“Now, brothers, I have applied these things to myself and Apollos for your benefit, so that you may learn from us the meaning of the saying, ‘Do not go beyond what is written.’ Then you will not take pride in one man over against another.” (1 Corinthians 4:6 NIV84)
“Here I stand!” This was the statement made by the great scholar and theologian Martin Luther when he was on trial for heresy as he was leading the Church of his day in a reformation. So, what did he mean? Did he mean, “This is what I believe and no one is going to change my mind? This is my opinion, you can have yours”? No! (Although those might be popular statements used today to defend one’s point of view.) For Luther, this was an emphatic declaration of his stance of truth. He was stating to all who would listen, “I stand on the truths of God’s word alone!” He refused to let human reason or opinion sway his position. He openly told his critics to prove him wrong by the Word of God and he would recant his teaching and correct his error. But if the criticism came from human reason, then “Here I stand!”

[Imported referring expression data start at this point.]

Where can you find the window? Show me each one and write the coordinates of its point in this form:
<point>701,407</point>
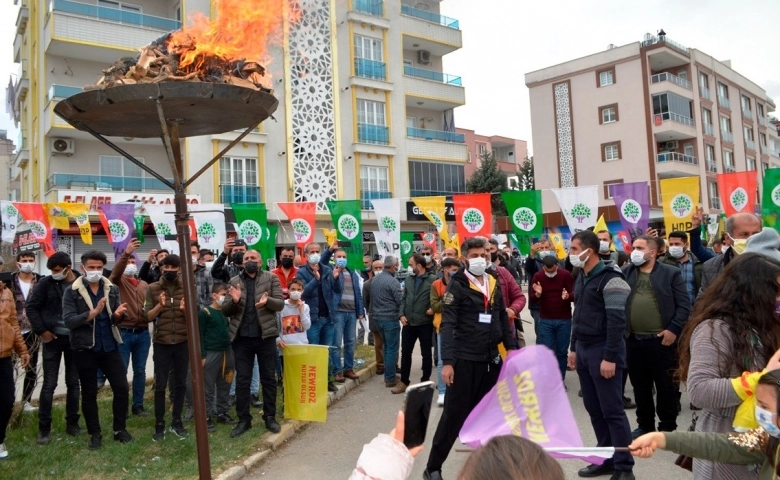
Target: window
<point>610,151</point>
<point>605,77</point>
<point>435,178</point>
<point>608,114</point>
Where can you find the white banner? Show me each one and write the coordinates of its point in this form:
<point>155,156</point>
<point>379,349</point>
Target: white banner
<point>388,217</point>
<point>164,226</point>
<point>210,223</point>
<point>580,206</point>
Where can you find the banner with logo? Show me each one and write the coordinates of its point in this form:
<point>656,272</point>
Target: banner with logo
<point>633,204</point>
<point>770,202</point>
<point>38,221</point>
<point>346,216</point>
<point>210,225</point>
<point>580,206</point>
<point>435,210</point>
<point>303,218</point>
<point>407,247</point>
<point>388,217</point>
<point>473,215</point>
<point>525,212</point>
<point>306,382</point>
<point>738,191</point>
<point>679,197</point>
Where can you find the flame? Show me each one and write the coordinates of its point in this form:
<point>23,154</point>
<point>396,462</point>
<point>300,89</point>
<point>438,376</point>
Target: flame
<point>242,29</point>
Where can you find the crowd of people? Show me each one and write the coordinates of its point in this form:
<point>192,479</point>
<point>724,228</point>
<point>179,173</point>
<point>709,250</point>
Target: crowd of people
<point>671,312</point>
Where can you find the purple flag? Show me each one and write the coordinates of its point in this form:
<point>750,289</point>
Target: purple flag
<point>529,401</point>
<point>119,223</point>
<point>633,203</point>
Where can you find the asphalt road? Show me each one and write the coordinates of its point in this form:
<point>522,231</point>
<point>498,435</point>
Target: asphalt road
<point>329,451</point>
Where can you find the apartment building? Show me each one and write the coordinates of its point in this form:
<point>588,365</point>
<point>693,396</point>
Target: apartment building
<point>649,110</point>
<point>510,153</point>
<point>365,109</point>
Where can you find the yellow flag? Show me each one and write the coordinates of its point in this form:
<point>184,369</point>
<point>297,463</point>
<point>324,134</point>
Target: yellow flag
<point>679,197</point>
<point>80,212</point>
<point>306,382</point>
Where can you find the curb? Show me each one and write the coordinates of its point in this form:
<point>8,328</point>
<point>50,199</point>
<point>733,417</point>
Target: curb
<point>270,442</point>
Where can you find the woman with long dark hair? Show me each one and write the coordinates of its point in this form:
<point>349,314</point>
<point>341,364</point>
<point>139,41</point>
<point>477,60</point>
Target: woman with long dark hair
<point>734,328</point>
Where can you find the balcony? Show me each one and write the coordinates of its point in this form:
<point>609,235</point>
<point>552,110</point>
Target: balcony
<point>436,135</point>
<point>668,77</point>
<point>370,69</point>
<point>367,196</point>
<point>101,34</point>
<point>239,194</point>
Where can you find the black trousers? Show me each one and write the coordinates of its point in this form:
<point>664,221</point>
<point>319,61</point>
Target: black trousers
<point>245,349</point>
<point>409,336</point>
<point>170,358</point>
<point>88,362</point>
<point>31,374</point>
<point>54,353</point>
<point>6,394</point>
<point>472,381</point>
<point>651,363</point>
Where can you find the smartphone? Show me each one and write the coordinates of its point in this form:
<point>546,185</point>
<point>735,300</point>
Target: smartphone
<point>417,410</point>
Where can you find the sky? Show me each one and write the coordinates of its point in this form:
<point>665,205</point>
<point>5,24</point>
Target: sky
<point>505,39</point>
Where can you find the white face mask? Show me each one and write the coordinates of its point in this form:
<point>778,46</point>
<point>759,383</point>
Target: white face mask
<point>638,258</point>
<point>477,266</point>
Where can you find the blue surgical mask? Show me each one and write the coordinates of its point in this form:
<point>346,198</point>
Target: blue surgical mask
<point>765,419</point>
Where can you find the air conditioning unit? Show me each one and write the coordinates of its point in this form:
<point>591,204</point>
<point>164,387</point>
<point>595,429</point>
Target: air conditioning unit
<point>63,146</point>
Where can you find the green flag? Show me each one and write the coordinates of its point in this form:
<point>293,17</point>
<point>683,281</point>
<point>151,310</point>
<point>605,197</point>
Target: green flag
<point>349,228</point>
<point>252,219</point>
<point>770,202</point>
<point>407,247</point>
<point>525,214</point>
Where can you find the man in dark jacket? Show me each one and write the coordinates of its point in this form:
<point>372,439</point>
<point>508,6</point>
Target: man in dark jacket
<point>91,310</point>
<point>256,296</point>
<point>598,351</point>
<point>44,309</point>
<point>657,311</point>
<point>417,320</point>
<point>474,322</point>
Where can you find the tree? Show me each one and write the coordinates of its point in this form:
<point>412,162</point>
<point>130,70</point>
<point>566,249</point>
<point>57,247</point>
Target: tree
<point>488,178</point>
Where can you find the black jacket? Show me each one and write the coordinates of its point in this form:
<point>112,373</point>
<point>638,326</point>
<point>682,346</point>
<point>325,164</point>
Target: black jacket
<point>671,295</point>
<point>462,336</point>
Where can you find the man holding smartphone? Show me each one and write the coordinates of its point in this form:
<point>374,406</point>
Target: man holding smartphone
<point>474,322</point>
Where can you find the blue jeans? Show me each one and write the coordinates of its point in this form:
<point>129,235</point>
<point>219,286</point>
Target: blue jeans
<point>390,330</point>
<point>323,332</point>
<point>556,335</point>
<point>346,327</point>
<point>137,345</point>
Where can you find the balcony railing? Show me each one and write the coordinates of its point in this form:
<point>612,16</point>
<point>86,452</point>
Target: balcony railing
<point>367,196</point>
<point>432,76</point>
<point>370,7</point>
<point>370,69</point>
<point>115,15</point>
<point>104,183</point>
<point>429,16</point>
<point>675,118</point>
<point>668,77</point>
<point>239,194</point>
<point>376,134</point>
<point>435,135</point>
<point>677,157</point>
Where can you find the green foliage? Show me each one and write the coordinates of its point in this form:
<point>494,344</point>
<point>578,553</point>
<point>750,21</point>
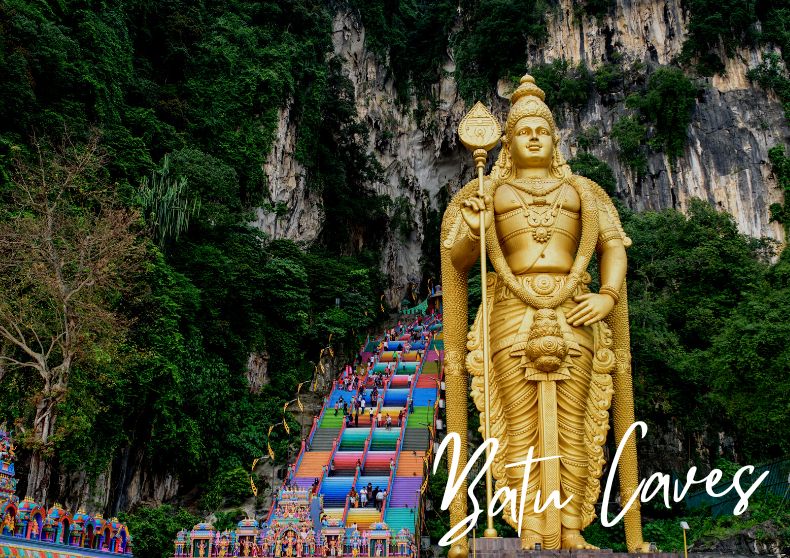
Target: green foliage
<point>729,23</point>
<point>333,146</point>
<point>414,34</point>
<point>494,41</point>
<point>587,164</point>
<point>228,488</point>
<point>166,205</point>
<point>608,77</point>
<point>703,307</point>
<point>597,8</point>
<point>202,84</point>
<point>780,165</point>
<point>771,74</point>
<point>563,83</point>
<point>155,528</point>
<point>666,105</point>
<point>630,137</point>
<point>588,137</point>
<point>403,218</point>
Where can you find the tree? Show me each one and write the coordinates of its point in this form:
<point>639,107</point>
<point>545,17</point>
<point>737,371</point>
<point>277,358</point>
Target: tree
<point>66,248</point>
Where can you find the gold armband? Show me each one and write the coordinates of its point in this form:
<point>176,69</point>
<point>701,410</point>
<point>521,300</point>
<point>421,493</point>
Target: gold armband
<point>611,291</point>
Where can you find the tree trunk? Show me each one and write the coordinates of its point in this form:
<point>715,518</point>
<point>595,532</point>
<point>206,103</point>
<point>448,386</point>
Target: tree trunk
<point>40,466</point>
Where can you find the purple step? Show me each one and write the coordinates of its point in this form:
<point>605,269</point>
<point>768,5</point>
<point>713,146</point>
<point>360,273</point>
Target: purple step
<point>405,492</point>
<point>304,482</point>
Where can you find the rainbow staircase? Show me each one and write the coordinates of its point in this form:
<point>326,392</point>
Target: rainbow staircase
<point>394,459</point>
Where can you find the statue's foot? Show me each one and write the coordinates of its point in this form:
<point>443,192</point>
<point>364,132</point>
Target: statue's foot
<point>573,540</point>
<point>529,539</point>
<point>643,547</point>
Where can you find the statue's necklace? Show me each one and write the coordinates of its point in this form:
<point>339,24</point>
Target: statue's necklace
<point>538,187</point>
<point>541,216</point>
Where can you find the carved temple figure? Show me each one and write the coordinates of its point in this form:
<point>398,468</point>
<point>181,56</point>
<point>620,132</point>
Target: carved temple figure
<point>559,353</point>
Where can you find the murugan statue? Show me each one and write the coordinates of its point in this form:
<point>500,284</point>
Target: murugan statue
<point>559,354</point>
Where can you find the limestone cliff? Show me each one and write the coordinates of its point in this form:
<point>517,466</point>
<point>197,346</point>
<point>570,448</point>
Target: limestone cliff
<point>725,159</point>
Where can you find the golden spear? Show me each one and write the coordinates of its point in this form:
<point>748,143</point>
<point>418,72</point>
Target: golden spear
<point>480,132</point>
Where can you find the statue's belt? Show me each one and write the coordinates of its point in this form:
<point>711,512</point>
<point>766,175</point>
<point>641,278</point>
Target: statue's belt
<point>541,285</point>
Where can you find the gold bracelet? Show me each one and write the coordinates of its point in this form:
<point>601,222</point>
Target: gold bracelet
<point>611,291</point>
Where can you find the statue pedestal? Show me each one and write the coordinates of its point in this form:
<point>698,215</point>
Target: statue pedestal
<point>511,548</point>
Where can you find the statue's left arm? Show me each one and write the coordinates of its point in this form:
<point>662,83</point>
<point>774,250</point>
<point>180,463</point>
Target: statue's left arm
<point>613,264</point>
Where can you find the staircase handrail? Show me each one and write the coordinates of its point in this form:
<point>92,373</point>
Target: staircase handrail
<point>398,446</point>
<point>366,448</point>
<point>335,446</point>
<point>348,500</point>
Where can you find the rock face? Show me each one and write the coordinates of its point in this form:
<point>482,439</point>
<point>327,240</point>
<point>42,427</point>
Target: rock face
<point>725,159</point>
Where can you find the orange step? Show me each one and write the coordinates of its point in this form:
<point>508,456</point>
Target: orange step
<point>312,462</point>
<point>363,517</point>
<point>410,465</point>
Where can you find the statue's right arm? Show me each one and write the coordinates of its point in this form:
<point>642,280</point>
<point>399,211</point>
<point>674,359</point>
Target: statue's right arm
<point>466,246</point>
<point>465,250</point>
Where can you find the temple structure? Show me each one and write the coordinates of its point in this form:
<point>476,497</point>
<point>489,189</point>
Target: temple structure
<point>31,530</point>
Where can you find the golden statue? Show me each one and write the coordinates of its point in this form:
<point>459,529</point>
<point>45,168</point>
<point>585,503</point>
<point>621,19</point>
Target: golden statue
<point>558,354</point>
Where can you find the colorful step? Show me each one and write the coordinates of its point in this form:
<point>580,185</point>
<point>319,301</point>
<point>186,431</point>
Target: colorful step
<point>312,464</point>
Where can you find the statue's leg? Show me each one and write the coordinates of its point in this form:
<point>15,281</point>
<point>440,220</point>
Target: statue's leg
<point>520,405</point>
<point>571,408</point>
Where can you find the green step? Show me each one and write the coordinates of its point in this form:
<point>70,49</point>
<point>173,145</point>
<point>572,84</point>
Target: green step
<point>398,518</point>
<point>421,417</point>
<point>331,420</point>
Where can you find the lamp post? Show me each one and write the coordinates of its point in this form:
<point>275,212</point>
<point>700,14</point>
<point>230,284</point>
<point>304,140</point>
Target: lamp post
<point>685,527</point>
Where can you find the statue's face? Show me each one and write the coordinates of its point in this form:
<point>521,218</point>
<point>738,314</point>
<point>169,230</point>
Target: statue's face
<point>532,145</point>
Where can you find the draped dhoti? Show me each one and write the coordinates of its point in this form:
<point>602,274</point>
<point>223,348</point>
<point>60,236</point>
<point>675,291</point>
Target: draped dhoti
<point>579,423</point>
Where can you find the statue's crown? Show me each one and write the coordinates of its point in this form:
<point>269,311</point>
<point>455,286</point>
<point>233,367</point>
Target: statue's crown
<point>527,100</point>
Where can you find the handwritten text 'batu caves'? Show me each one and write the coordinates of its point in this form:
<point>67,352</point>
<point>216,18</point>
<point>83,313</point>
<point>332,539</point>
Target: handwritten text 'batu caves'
<point>647,490</point>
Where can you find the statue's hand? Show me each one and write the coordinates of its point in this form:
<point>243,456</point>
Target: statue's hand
<point>471,213</point>
<point>592,308</point>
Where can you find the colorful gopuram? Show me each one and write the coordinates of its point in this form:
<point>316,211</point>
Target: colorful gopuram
<point>28,529</point>
<point>374,436</point>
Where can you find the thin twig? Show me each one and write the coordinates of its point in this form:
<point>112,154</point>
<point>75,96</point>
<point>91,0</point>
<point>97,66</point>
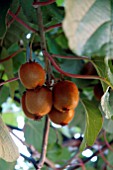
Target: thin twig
<point>21,22</point>
<point>52,27</point>
<point>103,157</point>
<point>12,55</point>
<point>44,144</point>
<point>37,4</point>
<point>71,57</point>
<point>29,159</point>
<point>10,80</point>
<point>14,128</point>
<point>31,149</point>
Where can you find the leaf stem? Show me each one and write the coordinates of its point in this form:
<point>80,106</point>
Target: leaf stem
<point>44,144</point>
<point>10,80</point>
<point>37,4</point>
<point>21,22</point>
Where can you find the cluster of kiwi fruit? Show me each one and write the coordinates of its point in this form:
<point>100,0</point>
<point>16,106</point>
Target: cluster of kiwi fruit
<point>39,100</point>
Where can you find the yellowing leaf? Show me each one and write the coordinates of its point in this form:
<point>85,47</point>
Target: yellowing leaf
<point>94,123</point>
<point>87,25</point>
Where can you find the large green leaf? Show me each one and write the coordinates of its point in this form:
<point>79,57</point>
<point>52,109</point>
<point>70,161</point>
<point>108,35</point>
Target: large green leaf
<point>94,123</point>
<point>87,25</point>
<point>107,103</point>
<point>4,6</point>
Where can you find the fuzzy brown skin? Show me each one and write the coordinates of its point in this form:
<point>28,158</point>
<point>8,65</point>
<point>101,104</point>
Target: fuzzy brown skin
<point>65,95</point>
<point>61,118</point>
<point>26,112</point>
<point>31,75</point>
<point>39,101</point>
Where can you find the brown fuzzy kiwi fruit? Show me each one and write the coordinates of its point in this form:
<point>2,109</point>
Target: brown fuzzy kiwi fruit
<point>26,112</point>
<point>65,95</point>
<point>61,118</point>
<point>39,101</point>
<point>31,75</point>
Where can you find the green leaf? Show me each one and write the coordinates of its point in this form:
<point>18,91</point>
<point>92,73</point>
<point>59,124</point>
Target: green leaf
<point>110,159</point>
<point>87,26</point>
<point>93,123</point>
<point>7,165</point>
<point>105,104</point>
<point>8,66</point>
<point>8,149</point>
<point>4,93</point>
<point>102,70</point>
<point>4,6</point>
<point>79,118</point>
<point>108,125</point>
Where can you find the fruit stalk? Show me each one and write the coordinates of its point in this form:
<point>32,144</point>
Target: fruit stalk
<point>44,144</point>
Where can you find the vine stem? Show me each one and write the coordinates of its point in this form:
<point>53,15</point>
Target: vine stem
<point>53,26</point>
<point>70,57</point>
<point>37,4</point>
<point>10,80</point>
<point>31,149</point>
<point>12,55</point>
<point>47,68</point>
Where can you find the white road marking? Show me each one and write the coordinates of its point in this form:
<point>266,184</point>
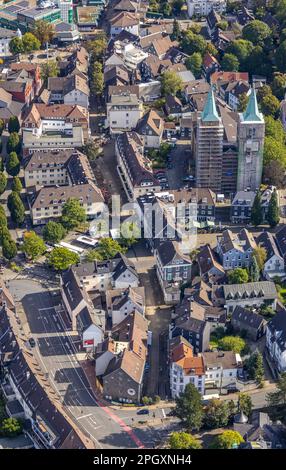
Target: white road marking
<point>84,416</point>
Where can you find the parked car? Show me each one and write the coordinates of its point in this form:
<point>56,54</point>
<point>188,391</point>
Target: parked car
<point>144,411</point>
<point>32,342</point>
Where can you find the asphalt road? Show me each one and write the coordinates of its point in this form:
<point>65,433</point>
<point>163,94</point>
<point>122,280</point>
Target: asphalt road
<point>55,352</point>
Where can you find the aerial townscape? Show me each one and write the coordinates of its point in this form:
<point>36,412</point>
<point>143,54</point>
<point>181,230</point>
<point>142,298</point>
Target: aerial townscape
<point>143,224</point>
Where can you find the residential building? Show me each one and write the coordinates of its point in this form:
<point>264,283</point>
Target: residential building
<point>173,268</point>
<point>274,265</point>
<point>276,340</point>
<point>5,37</point>
<point>248,295</point>
<point>123,112</point>
<point>203,8</point>
<point>67,33</point>
<point>221,370</point>
<point>86,318</point>
<point>72,90</point>
<point>241,206</point>
<point>123,377</point>
<point>209,265</point>
<point>250,133</point>
<point>185,368</point>
<point>46,203</point>
<point>124,21</point>
<point>235,249</point>
<point>150,128</point>
<point>54,126</point>
<point>118,273</point>
<point>196,331</point>
<point>251,323</point>
<point>133,167</point>
<point>210,65</point>
<point>57,167</point>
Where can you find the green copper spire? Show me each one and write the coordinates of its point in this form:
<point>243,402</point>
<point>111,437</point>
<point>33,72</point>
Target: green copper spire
<point>252,112</point>
<point>210,112</point>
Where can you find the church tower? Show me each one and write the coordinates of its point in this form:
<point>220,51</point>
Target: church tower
<point>250,135</point>
<point>208,146</point>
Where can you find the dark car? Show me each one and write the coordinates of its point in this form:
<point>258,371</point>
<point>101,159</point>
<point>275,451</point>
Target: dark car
<point>32,342</point>
<point>144,411</point>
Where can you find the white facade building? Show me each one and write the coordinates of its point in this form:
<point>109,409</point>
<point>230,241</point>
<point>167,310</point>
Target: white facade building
<point>199,8</point>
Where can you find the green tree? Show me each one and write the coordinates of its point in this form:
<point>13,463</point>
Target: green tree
<point>49,69</point>
<point>176,30</point>
<point>217,414</point>
<point>261,255</point>
<point>227,440</point>
<point>97,79</point>
<point>3,182</point>
<point>280,57</point>
<point>191,42</point>
<point>257,32</point>
<point>107,249</point>
<point>237,276</point>
<point>53,232</point>
<point>270,105</point>
<point>277,400</point>
<point>16,184</point>
<point>11,427</point>
<point>30,43</point>
<point>256,210</point>
<point>274,151</point>
<point>73,214</point>
<point>44,32</point>
<point>33,245</point>
<point>13,143</point>
<point>194,63</point>
<point>13,124</point>
<point>274,129</point>
<point>223,25</point>
<point>61,258</point>
<point>130,233</point>
<point>189,407</point>
<point>9,248</point>
<point>245,403</point>
<point>16,45</point>
<point>97,48</point>
<point>183,440</point>
<point>2,126</point>
<point>254,271</point>
<point>3,218</point>
<point>279,85</point>
<point>273,210</point>
<point>232,343</point>
<point>171,83</point>
<point>13,164</point>
<point>91,150</point>
<point>16,208</point>
<point>230,63</point>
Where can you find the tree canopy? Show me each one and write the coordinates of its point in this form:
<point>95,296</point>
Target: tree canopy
<point>171,83</point>
<point>33,245</point>
<point>73,214</point>
<point>183,440</point>
<point>61,258</point>
<point>189,407</point>
<point>53,232</point>
<point>237,276</point>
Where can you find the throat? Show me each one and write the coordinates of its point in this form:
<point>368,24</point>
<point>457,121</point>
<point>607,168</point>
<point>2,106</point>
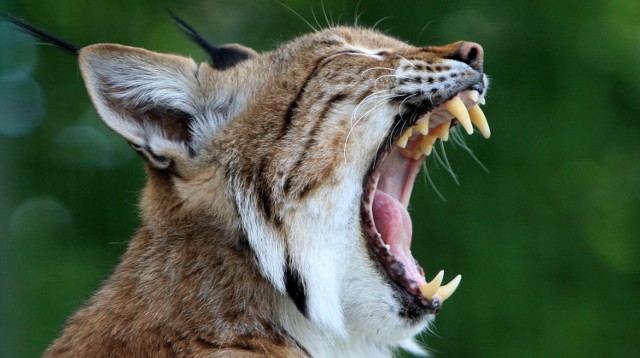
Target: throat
<point>393,222</point>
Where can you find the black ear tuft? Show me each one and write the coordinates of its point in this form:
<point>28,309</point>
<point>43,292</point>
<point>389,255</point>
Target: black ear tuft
<point>222,57</point>
<point>43,35</point>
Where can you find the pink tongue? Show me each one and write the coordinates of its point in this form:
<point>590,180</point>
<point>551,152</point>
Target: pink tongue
<point>394,224</point>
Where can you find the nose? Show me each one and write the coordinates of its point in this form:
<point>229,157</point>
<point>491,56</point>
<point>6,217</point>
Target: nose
<point>472,54</point>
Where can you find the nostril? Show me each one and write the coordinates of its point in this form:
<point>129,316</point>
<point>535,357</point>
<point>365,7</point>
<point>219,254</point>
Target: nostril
<point>472,54</point>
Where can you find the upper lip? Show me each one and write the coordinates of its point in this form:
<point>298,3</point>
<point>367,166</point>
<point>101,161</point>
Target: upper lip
<point>390,180</point>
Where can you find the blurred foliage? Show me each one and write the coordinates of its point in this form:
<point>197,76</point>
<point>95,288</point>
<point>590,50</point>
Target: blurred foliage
<point>547,240</point>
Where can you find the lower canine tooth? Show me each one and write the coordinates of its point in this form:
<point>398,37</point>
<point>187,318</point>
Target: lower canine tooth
<point>428,290</point>
<point>447,290</point>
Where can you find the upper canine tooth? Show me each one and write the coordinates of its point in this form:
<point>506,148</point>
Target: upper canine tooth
<point>459,110</point>
<point>426,144</point>
<point>474,96</point>
<point>442,131</point>
<point>423,127</point>
<point>428,290</point>
<point>478,118</point>
<point>447,290</point>
<point>402,142</point>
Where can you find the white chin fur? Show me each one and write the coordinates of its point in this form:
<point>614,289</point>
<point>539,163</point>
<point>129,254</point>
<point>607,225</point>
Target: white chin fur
<point>352,311</point>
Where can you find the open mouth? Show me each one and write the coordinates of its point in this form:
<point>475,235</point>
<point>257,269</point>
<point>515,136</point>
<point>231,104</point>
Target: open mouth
<point>387,190</point>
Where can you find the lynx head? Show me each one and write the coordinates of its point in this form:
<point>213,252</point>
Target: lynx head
<point>307,153</point>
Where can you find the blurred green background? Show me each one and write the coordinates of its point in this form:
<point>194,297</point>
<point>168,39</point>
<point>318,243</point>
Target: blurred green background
<point>547,240</point>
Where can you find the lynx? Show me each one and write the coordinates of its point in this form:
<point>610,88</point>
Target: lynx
<point>274,220</point>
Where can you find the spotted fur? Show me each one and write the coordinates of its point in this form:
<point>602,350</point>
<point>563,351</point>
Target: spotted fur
<point>251,240</point>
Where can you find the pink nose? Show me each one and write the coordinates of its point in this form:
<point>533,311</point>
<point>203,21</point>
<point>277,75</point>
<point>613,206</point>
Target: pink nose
<point>472,54</point>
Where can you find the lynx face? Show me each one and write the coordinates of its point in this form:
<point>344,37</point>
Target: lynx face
<point>308,154</point>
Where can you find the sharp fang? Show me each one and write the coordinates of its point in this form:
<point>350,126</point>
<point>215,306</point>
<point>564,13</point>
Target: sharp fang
<point>459,110</point>
<point>426,144</point>
<point>428,290</point>
<point>423,127</point>
<point>402,142</point>
<point>447,290</point>
<point>474,96</point>
<point>442,131</point>
<point>478,118</point>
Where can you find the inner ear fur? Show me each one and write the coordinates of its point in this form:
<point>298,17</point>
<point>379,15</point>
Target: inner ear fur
<point>151,99</point>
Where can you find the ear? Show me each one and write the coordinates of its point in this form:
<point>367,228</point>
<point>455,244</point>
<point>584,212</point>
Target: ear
<point>155,101</point>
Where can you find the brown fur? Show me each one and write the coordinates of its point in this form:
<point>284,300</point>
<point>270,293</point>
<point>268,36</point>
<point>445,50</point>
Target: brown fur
<point>190,283</point>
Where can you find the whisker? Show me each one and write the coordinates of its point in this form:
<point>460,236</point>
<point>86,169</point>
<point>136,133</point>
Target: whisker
<point>459,140</point>
<point>353,125</point>
<point>430,182</point>
<point>441,158</point>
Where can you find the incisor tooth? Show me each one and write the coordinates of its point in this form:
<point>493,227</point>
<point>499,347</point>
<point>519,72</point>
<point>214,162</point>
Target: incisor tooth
<point>423,127</point>
<point>459,110</point>
<point>402,142</point>
<point>447,290</point>
<point>478,118</point>
<point>430,289</point>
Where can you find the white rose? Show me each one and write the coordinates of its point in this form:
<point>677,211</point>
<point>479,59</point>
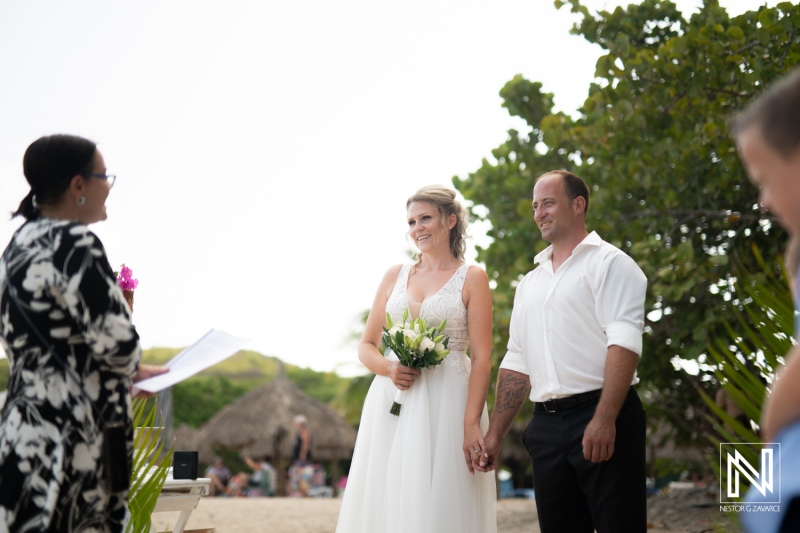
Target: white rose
<point>426,344</point>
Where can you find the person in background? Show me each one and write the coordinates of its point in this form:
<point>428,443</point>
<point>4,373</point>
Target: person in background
<point>66,436</point>
<point>219,475</point>
<point>301,453</point>
<point>767,135</point>
<point>262,481</point>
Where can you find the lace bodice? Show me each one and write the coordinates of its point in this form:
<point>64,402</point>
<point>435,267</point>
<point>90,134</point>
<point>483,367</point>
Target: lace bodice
<point>447,304</point>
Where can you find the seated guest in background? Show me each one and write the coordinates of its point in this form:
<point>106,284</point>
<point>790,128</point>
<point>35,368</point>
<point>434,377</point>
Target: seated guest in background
<point>219,475</point>
<point>262,481</point>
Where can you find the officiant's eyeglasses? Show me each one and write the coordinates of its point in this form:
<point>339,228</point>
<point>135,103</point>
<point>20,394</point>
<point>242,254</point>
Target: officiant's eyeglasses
<point>110,178</point>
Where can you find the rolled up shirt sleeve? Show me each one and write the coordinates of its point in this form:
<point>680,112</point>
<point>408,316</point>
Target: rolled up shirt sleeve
<point>515,358</point>
<point>620,303</point>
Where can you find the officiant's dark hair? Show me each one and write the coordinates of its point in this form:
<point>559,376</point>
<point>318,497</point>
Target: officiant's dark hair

Paul was saying the same thing to the Corinthians in our verse for today. Paul said, “Do not go beyond what is written.” This is where we all get into trouble. For one reason or another it is deemed flawed to accept the Bible as the sole authority for spiritual and moral truths, and we turn to our own reason. As soon as we turn inward for the answers, we make ourselves the authority over the Word of God. That is how divisions and false teaching arise within the church. Like Paul and Martin Luther, it would be good for us to submit ourselves to the authority of God’s Word. Then we might lessen the division within the church and get back to the mission of the church.
When it comes to the truths of God’s Word, may we all be heard to say, “Here I stand!”